For the empenage (thats the tail feathers) I stuck to the directions for the most part. The dowel that came with the kit was a bit bent so I swapped it for a carbon fibre rod of the same diameter. For the rudder and vertical stab I beveled the edges into a point. For the horizontal stab/elevator I used a single bevel as suggested in the instructions. Make sure you use a fresh blade for making the bevel cuts. Cut against a straight edge with the knife pointed ‘in’ towards you.
I added the wing saddles and servo plates to the fuselage. I moved the servo mounts about 3 inches forward of the location given in the instructions. This was something of a judgement call. Most people on RC Groups note that the model comes out tail heave. Also I would have needed servo extensions (an item missing from the required parts list!) to put the servos that far back. Whenever you move a servo further from the control surface you increase the amount of flex in the pushrods. To counter this you need to stiffen them or add guides. The elevator pushrod travels far from the fuselage so guides would need to be pretty big. I’m leaning towards using bigger diameter carbon fibre rods instead.
The manual calls for applying some thin plywood planks to the top-center of the wing. These take the load of the rubber bands and stop them from being crushed. I replaced this with some extra strapping tape that I bent to fit around the leading and trailing edges. I’m not sure how this will work out, they may be too narrow.
Working with 5 Minute Epoxy
I did all the assembly work with generic, hardware store, 5 Minute Epoxy. Here’s some suggestions if you’ve never worked with epoxy or never worked with epoxy that sets this fast:
- Work with a kitchen timer. Set it for 5 minutes and start the countdown before you start mixing.
- Mix vigorously for 30 seconds.
- Buy a bag of cheap Popsicle sticks for mixers/applicators.
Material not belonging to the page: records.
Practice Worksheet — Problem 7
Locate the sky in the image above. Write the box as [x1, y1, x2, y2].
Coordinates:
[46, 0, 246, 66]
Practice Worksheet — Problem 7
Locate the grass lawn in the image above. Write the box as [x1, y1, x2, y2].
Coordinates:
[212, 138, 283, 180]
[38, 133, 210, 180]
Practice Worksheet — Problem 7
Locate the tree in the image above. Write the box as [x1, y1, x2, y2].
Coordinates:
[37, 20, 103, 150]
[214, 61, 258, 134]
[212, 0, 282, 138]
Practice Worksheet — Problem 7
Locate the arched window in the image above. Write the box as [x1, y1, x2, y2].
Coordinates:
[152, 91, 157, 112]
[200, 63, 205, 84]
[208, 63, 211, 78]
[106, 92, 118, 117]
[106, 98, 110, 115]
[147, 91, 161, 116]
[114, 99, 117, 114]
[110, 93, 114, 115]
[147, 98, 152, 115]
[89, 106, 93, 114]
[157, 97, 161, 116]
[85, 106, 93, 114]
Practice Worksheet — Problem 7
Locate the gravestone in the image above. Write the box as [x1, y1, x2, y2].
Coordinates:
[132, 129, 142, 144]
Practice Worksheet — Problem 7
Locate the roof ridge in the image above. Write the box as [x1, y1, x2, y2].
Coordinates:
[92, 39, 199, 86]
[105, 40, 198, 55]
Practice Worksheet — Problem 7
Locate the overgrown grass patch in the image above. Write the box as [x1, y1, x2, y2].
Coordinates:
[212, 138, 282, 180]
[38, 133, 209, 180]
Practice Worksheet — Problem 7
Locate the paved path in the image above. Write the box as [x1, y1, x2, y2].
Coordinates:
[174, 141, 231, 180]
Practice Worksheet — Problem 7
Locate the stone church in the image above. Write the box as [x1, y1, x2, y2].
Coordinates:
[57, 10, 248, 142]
Try the crafts section or a crafts store.
- Apply as little epoxy as possible, scrape off any excess. Epoxy is heavy and it won’t penetrate.
- At 2 minutes to go do not apply any more epoxy from this batch to the work, its too late.
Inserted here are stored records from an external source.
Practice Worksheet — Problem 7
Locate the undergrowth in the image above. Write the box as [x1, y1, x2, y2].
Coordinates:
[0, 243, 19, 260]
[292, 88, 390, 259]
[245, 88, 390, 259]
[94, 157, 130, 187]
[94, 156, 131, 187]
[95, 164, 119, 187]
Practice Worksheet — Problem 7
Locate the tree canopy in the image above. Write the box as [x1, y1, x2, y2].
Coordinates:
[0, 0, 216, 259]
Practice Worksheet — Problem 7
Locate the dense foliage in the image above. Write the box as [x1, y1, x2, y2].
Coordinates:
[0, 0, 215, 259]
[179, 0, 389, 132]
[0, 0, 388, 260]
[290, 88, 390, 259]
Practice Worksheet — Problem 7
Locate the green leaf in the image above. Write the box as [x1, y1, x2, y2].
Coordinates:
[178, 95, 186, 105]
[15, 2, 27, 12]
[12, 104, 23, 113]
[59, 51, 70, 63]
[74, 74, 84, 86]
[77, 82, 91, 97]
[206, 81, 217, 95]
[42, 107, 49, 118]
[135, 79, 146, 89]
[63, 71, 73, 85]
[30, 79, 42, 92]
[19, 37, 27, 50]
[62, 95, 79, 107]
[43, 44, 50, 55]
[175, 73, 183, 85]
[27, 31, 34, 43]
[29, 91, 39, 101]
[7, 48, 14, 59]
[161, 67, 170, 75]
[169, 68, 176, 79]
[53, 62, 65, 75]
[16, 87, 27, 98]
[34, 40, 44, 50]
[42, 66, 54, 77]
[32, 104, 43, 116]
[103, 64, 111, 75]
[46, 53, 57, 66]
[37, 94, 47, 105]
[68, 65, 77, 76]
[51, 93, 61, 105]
- At 1 minute to go clean any epoxy off your hands with rubbing alcohol.
- Finally as always, do a test bond before you do the first piece of your airplane.
For jobs bigger than a couple of square inches (like wing strapping) I would go with a 30 minute epoxy so you have more time to get things in position.
Covering with ‘Wing’ Tape
‘Wing’ Tape is actually Acrylic packing tape. Its thin, light, sticky and very frustrating to work with. You don’t really get a chance to reposition this stuff if you put it down wrong. I actually broke off part of the rear fuselage trying to reposition some tape. It doesn’t do compound curves well. You have to make lots of small cuts.
I did the fuselage first and it took nearly 3 hours. By the time I was don’t the adhesive spray was starting to loose its tackiness. I don’t want to do that again so I’m trying something different on the wings. I basically stopped working on the model on Sunday because I didn’t want to mess with the tape anymore.
Battery & Charger
The battery and charger showed up today. I chose, a Thunder Power Pro-Lite 2100mah 3S pack that weighs in at 5oz. the ’3S’ part means thats its 3 cells in series, this is also written as 3S-1P to denote that its one bank of series cells with no other bank in parallel. 3S-2P would be 2 banks of 3 cells in series, joined in parallel, confused yet?
The charger I got is a Hyperion EOS 5i. I have about zero fear of taking things apart so I took a peak inside. It looks well built, the case is all aluminium and the buttons are sealed. There are 2 black heat conduits of a material I can’t identify that connect to the back plate of the charger to what I assume are mofsets (voltage regulators). There is some sort of thermal interface material between the conductor and the back plate. I didn’t want to break the interface in case it is a pad so I didn’t take the back plate off.
Removable input cables would have been nice. I could have used a different set to connect to a PSU and saved the alligator clips for charging from a field battery. I don’t like alligator clips or bare connectors on a cable, they make me nervous.
I will have a full weight report at the end of the build. The Instructions claim the final weight will be 12oz without the battery. Right now its up to 5.6 ounces. The running gear will add another 5oz so its going to be tight.